Le cas KIRIYA : un réalisateur atypique mais précieux
Kazuaki KIRIYA est un réalisateur atypique au Japon. Refusant de perdre des années en tant qu’assistant, il a fait ses études directement aux Etats Unis (à la Parsons New School for Design) avant de revenir au Japon pour réaliser des publicités et des clips vidéos, notamment pour Hikaru UTADA – son épouse de 2002 à 2007. C’est comme cela qu’il s’est fait un nom et a ensuite pu lancer son projet Casshern. Ainsi, si KIRIYA réalise des films de pur divertissement, on ne peut que le considérer comme un véritable auteur, tant il porte ses projets à bout de bras et possède une identité propre. On ne peut non plus nier le caractère visuellement ambitieux de son approche, même si celle-ci se heurte finalement à une limitation de ses moyens financiers.
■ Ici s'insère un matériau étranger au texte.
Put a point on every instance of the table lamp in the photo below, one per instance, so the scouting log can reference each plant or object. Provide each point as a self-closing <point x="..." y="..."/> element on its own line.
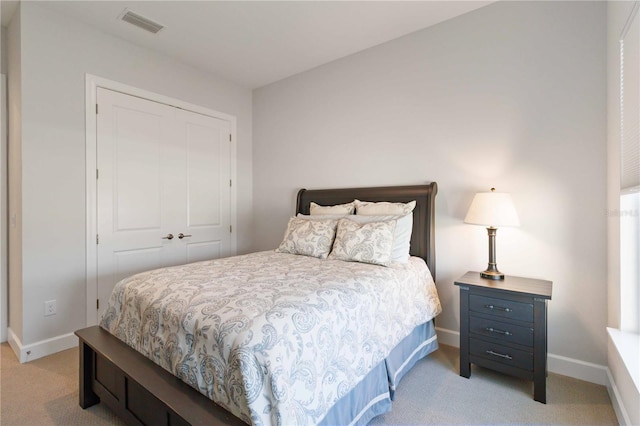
<point x="492" y="209"/>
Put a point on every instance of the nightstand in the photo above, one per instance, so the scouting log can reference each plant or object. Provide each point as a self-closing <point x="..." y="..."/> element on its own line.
<point x="503" y="326"/>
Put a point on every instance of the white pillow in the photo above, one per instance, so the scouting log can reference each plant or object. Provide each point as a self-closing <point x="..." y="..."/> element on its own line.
<point x="317" y="209"/>
<point x="401" y="235"/>
<point x="309" y="237"/>
<point x="364" y="242"/>
<point x="383" y="208"/>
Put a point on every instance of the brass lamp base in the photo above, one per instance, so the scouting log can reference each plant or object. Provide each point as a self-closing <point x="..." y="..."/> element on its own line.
<point x="492" y="275"/>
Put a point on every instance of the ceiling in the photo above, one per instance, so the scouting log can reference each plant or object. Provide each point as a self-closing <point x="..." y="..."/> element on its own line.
<point x="254" y="43"/>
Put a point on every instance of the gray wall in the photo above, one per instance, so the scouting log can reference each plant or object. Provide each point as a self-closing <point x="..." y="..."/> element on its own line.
<point x="56" y="52"/>
<point x="3" y="50"/>
<point x="512" y="95"/>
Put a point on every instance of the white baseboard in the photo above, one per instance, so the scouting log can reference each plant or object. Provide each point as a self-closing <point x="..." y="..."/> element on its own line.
<point x="616" y="401"/>
<point x="578" y="369"/>
<point x="558" y="364"/>
<point x="26" y="353"/>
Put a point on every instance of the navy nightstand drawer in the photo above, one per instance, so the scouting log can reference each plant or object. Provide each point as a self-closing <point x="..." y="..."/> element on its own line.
<point x="508" y="333"/>
<point x="501" y="308"/>
<point x="502" y="354"/>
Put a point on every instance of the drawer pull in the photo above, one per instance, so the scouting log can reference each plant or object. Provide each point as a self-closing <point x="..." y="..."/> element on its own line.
<point x="500" y="355"/>
<point x="494" y="330"/>
<point x="500" y="308"/>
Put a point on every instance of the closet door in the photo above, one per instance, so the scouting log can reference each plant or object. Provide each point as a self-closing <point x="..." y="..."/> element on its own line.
<point x="204" y="194"/>
<point x="162" y="173"/>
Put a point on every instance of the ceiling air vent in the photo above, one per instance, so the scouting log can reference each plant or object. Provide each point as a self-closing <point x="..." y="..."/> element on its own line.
<point x="140" y="21"/>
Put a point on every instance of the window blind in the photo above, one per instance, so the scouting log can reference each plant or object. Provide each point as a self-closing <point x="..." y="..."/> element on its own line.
<point x="630" y="104"/>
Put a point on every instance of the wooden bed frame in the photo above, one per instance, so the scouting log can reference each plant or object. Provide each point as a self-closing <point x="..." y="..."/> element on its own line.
<point x="141" y="392"/>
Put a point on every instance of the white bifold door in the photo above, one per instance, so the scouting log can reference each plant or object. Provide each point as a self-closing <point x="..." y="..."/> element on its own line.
<point x="163" y="187"/>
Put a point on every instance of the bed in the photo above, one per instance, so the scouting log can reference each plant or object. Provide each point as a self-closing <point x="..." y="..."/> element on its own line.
<point x="289" y="365"/>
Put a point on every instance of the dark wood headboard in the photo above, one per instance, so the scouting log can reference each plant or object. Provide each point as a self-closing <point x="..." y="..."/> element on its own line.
<point x="423" y="235"/>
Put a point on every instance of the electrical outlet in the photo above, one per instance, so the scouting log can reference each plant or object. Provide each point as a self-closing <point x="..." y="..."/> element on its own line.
<point x="49" y="308"/>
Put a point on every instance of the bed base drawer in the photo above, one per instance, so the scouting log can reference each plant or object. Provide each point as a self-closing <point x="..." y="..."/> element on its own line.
<point x="136" y="389"/>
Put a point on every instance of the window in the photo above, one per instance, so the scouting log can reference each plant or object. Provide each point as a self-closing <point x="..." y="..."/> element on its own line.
<point x="630" y="173"/>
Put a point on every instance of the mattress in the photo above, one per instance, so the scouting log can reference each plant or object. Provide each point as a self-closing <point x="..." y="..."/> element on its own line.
<point x="274" y="338"/>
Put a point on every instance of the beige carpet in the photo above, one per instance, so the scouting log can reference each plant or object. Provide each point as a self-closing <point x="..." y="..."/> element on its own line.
<point x="45" y="392"/>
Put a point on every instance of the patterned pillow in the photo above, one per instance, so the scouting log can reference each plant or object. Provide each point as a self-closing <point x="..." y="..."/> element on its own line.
<point x="317" y="209"/>
<point x="383" y="208"/>
<point x="308" y="237"/>
<point x="364" y="242"/>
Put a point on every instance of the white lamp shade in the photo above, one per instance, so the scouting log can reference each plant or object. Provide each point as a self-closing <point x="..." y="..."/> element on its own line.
<point x="492" y="209"/>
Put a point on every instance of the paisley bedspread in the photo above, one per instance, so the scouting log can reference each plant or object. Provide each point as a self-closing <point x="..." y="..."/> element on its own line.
<point x="274" y="338"/>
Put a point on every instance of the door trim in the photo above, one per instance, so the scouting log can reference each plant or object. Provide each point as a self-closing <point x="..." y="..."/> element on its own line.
<point x="92" y="83"/>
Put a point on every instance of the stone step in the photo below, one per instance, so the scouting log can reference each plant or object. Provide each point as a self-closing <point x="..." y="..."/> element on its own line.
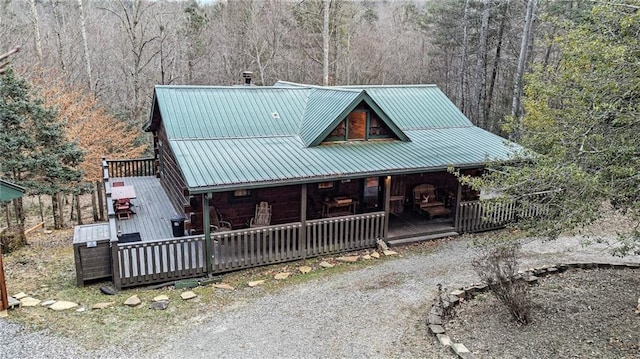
<point x="403" y="241"/>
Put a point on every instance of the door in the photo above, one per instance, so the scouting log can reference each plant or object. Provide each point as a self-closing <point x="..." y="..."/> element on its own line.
<point x="371" y="194"/>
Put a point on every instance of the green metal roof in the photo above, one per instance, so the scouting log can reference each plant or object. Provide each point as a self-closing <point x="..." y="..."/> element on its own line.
<point x="9" y="191"/>
<point x="229" y="137"/>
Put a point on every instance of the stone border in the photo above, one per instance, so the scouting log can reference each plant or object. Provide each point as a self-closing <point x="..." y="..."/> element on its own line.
<point x="434" y="318"/>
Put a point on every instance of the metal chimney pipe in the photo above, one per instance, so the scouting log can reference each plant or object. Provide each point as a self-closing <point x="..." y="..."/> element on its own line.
<point x="247" y="77"/>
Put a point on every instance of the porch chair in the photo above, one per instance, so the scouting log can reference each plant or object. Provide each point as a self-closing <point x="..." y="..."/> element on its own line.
<point x="262" y="216"/>
<point x="426" y="201"/>
<point x="216" y="222"/>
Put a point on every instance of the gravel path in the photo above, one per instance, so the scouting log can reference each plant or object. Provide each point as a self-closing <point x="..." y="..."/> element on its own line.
<point x="377" y="312"/>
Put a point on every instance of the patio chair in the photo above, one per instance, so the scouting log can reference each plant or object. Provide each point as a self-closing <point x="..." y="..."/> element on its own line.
<point x="216" y="223"/>
<point x="263" y="215"/>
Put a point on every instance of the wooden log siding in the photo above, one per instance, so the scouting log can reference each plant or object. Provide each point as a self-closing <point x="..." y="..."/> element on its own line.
<point x="161" y="261"/>
<point x="132" y="168"/>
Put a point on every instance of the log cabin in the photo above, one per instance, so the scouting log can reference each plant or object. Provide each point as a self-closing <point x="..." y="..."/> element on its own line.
<point x="244" y="176"/>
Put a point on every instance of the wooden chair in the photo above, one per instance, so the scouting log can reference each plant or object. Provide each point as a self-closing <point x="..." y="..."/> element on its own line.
<point x="216" y="223"/>
<point x="262" y="216"/>
<point x="425" y="201"/>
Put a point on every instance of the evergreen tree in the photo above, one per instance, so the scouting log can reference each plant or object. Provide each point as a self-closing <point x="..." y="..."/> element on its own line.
<point x="34" y="150"/>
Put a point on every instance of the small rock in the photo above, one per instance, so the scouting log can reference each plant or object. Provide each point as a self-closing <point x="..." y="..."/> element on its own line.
<point x="188" y="295"/>
<point x="444" y="339"/>
<point x="107" y="290"/>
<point x="102" y="305"/>
<point x="223" y="286"/>
<point x="29" y="301"/>
<point x="459" y="348"/>
<point x="62" y="305"/>
<point x="281" y="276"/>
<point x="348" y="259"/>
<point x="159" y="305"/>
<point x="133" y="301"/>
<point x="256" y="283"/>
<point x="436" y="329"/>
<point x="325" y="264"/>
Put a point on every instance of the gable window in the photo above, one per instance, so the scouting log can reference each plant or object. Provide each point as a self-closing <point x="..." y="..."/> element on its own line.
<point x="357" y="125"/>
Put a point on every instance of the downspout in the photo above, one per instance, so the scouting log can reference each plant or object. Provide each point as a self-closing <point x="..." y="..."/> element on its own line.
<point x="206" y="223"/>
<point x="303" y="220"/>
<point x="387" y="203"/>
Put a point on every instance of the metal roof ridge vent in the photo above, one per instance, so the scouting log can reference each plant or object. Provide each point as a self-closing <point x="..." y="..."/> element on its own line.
<point x="246" y="75"/>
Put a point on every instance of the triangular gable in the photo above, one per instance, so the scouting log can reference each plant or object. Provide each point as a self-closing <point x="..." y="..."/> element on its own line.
<point x="327" y="108"/>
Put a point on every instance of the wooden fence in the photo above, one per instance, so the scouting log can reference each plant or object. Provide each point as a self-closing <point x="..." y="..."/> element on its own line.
<point x="478" y="216"/>
<point x="160" y="261"/>
<point x="132" y="168"/>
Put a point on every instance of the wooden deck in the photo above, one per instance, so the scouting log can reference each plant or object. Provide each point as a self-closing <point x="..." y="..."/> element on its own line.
<point x="153" y="210"/>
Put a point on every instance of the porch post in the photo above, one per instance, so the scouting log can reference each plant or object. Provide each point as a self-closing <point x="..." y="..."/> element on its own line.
<point x="387" y="203"/>
<point x="457" y="216"/>
<point x="206" y="223"/>
<point x="303" y="220"/>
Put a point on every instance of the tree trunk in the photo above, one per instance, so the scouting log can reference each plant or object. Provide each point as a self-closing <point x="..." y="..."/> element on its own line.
<point x="36" y="31"/>
<point x="85" y="43"/>
<point x="463" y="58"/>
<point x="481" y="71"/>
<point x="522" y="61"/>
<point x="325" y="43"/>
<point x="496" y="64"/>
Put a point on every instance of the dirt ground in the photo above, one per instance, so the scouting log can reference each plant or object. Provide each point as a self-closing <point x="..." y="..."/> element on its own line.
<point x="576" y="314"/>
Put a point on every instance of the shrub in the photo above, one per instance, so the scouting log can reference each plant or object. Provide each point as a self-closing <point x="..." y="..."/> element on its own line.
<point x="498" y="267"/>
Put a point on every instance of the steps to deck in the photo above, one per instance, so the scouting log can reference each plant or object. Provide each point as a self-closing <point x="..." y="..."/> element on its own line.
<point x="409" y="240"/>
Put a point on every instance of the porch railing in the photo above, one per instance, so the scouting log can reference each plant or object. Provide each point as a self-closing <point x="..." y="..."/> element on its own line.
<point x="477" y="216"/>
<point x="132" y="168"/>
<point x="149" y="262"/>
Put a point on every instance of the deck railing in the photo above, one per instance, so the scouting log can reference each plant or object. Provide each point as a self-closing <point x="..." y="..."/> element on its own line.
<point x="161" y="261"/>
<point x="132" y="168"/>
<point x="478" y="216"/>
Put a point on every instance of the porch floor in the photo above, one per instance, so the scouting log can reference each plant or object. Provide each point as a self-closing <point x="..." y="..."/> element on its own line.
<point x="410" y="224"/>
<point x="153" y="210"/>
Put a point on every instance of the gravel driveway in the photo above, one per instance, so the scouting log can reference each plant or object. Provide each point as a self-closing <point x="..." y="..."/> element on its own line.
<point x="375" y="312"/>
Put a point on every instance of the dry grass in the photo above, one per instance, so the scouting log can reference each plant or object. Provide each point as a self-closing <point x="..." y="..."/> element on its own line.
<point x="45" y="270"/>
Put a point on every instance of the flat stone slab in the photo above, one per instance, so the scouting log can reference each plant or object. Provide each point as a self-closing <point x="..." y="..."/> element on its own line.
<point x="459" y="348"/>
<point x="255" y="283"/>
<point x="325" y="264"/>
<point x="47" y="303"/>
<point x="132" y="301"/>
<point x="29" y="301"/>
<point x="444" y="339"/>
<point x="188" y="295"/>
<point x="62" y="305"/>
<point x="102" y="305"/>
<point x="436" y="329"/>
<point x="282" y="276"/>
<point x="223" y="286"/>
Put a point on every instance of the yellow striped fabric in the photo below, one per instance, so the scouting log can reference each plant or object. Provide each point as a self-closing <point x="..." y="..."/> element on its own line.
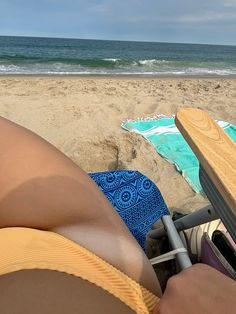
<point x="25" y="248"/>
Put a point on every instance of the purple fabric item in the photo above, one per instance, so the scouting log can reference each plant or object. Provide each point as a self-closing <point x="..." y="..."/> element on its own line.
<point x="211" y="256"/>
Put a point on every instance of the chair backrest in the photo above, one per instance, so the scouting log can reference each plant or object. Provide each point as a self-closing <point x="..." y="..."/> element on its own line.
<point x="216" y="153"/>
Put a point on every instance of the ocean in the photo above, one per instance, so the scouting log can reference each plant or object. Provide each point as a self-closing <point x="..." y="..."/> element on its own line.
<point x="58" y="56"/>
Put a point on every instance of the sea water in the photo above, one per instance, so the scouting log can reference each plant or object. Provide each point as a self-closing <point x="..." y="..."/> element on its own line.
<point x="55" y="56"/>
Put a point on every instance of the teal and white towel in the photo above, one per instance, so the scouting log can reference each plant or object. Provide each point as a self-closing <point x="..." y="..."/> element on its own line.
<point x="163" y="134"/>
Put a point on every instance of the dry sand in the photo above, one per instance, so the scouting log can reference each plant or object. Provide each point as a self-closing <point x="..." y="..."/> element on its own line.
<point x="81" y="116"/>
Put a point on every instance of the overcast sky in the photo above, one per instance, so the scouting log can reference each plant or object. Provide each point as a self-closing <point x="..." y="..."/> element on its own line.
<point x="185" y="21"/>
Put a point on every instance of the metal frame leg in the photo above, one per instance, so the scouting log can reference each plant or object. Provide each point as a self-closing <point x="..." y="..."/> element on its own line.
<point x="203" y="215"/>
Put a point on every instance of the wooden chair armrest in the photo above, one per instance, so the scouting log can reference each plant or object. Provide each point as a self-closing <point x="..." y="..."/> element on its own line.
<point x="214" y="149"/>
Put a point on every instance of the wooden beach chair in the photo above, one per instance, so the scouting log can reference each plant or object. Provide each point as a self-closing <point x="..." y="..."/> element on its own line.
<point x="51" y="282"/>
<point x="216" y="153"/>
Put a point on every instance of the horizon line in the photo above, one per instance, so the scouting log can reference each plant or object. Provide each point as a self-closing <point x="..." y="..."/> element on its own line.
<point x="121" y="40"/>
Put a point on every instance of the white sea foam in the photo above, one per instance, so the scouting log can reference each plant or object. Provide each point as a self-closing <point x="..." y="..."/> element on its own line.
<point x="111" y="59"/>
<point x="152" y="62"/>
<point x="133" y="69"/>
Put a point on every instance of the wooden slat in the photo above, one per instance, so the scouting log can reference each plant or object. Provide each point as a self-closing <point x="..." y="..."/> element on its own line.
<point x="213" y="148"/>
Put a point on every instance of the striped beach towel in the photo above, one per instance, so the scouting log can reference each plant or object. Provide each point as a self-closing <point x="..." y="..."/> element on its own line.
<point x="163" y="134"/>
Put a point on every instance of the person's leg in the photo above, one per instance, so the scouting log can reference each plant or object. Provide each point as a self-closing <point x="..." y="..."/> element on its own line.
<point x="42" y="188"/>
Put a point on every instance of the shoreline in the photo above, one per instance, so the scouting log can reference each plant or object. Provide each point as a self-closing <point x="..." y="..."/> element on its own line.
<point x="117" y="76"/>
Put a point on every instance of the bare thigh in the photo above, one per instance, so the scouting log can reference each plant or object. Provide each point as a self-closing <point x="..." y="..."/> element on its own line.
<point x="41" y="188"/>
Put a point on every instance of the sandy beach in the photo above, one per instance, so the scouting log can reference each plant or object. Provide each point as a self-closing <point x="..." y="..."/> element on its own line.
<point x="81" y="116"/>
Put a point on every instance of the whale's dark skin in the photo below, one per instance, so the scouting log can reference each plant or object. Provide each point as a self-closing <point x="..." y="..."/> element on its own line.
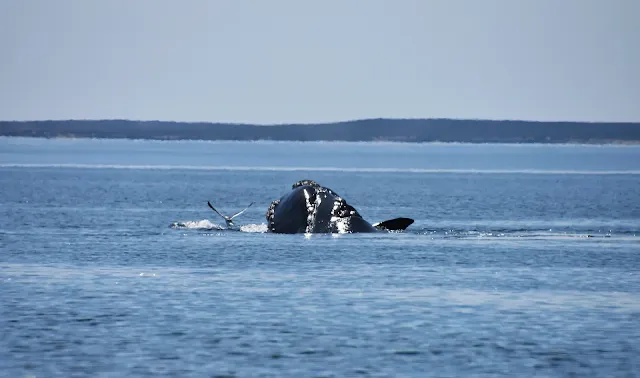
<point x="312" y="208"/>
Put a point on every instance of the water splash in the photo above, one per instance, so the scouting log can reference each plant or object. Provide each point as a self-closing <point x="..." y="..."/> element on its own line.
<point x="204" y="224"/>
<point x="207" y="225"/>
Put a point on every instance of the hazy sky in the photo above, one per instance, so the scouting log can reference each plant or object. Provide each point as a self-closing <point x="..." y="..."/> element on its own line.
<point x="308" y="61"/>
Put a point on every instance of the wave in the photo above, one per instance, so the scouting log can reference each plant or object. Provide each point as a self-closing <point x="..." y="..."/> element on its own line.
<point x="206" y="225"/>
<point x="319" y="169"/>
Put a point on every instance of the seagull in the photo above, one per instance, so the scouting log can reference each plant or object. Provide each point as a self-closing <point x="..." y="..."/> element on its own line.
<point x="227" y="219"/>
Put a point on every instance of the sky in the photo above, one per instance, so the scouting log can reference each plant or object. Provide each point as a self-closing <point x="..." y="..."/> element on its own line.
<point x="278" y="61"/>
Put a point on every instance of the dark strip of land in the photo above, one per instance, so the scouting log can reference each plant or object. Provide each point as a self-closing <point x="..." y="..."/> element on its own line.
<point x="402" y="130"/>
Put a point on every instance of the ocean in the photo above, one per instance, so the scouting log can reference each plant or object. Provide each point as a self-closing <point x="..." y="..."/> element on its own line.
<point x="524" y="260"/>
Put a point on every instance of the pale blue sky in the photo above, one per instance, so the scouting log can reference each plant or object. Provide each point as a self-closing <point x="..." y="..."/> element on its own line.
<point x="303" y="61"/>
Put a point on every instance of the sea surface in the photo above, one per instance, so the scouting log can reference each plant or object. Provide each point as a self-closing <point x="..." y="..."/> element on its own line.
<point x="524" y="260"/>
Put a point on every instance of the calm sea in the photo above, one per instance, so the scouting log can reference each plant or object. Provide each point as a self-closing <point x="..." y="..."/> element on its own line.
<point x="524" y="260"/>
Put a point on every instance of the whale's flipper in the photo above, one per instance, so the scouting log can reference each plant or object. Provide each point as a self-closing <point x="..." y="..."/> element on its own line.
<point x="396" y="224"/>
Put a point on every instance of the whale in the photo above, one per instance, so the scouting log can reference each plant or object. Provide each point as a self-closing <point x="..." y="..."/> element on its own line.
<point x="312" y="208"/>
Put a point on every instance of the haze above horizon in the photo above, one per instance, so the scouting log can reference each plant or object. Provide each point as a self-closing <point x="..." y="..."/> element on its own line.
<point x="293" y="62"/>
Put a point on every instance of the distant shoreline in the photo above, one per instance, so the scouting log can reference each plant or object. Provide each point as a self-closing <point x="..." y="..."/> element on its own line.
<point x="367" y="130"/>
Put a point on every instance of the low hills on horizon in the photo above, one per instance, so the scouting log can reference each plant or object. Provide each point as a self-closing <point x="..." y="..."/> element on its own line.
<point x="381" y="129"/>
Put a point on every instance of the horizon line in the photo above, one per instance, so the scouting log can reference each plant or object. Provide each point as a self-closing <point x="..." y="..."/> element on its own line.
<point x="235" y="123"/>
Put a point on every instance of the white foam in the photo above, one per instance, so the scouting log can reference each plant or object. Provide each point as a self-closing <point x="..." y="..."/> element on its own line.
<point x="323" y="169"/>
<point x="256" y="228"/>
<point x="204" y="224"/>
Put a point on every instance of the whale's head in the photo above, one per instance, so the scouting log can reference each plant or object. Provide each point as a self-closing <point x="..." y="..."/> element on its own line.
<point x="313" y="208"/>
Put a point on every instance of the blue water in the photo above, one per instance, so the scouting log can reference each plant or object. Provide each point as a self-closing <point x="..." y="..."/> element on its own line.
<point x="523" y="260"/>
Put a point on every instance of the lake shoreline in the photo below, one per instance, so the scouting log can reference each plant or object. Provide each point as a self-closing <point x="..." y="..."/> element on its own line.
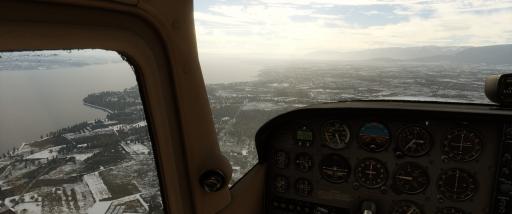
<point x="108" y="111"/>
C’est un réalisateur du style de Baz LHURMAN, qui n’hésite pas à plonger les mains dans l’extravagance visuelle et le mélo exacerbé. Un style qui ne peut pas plaire à tout le monde mais dont l’existence, aussi bien en tant qu’expérimentateur visuel que producteur de divertissements originaux est un atout pour le cinéma japonais. Cependant, pour que le résultat soit à la hauteur, ce type de cinéma demande de gros moyens. Il faut espérer que les producteurs locaux sauront lui donner du crédit, ou bien qu’il pourra trouver de nouveaux financiers en occident, malgré la diffusion confidentielle de son dernier opus en tant que premier essai international. Un essai en demi-teinte certes, mais qui montre cependant qu’il est capable de réaliser un film de manière classique et de diriger des acteurs internationaux tout en conservant sa propre identité (si ce n’est son grain de folie), et qui vaut donc le coup d’être découvert.
Last Knights de Kazuaki KIRIYA, est disponible en DVD et Blu-ray chez Universal.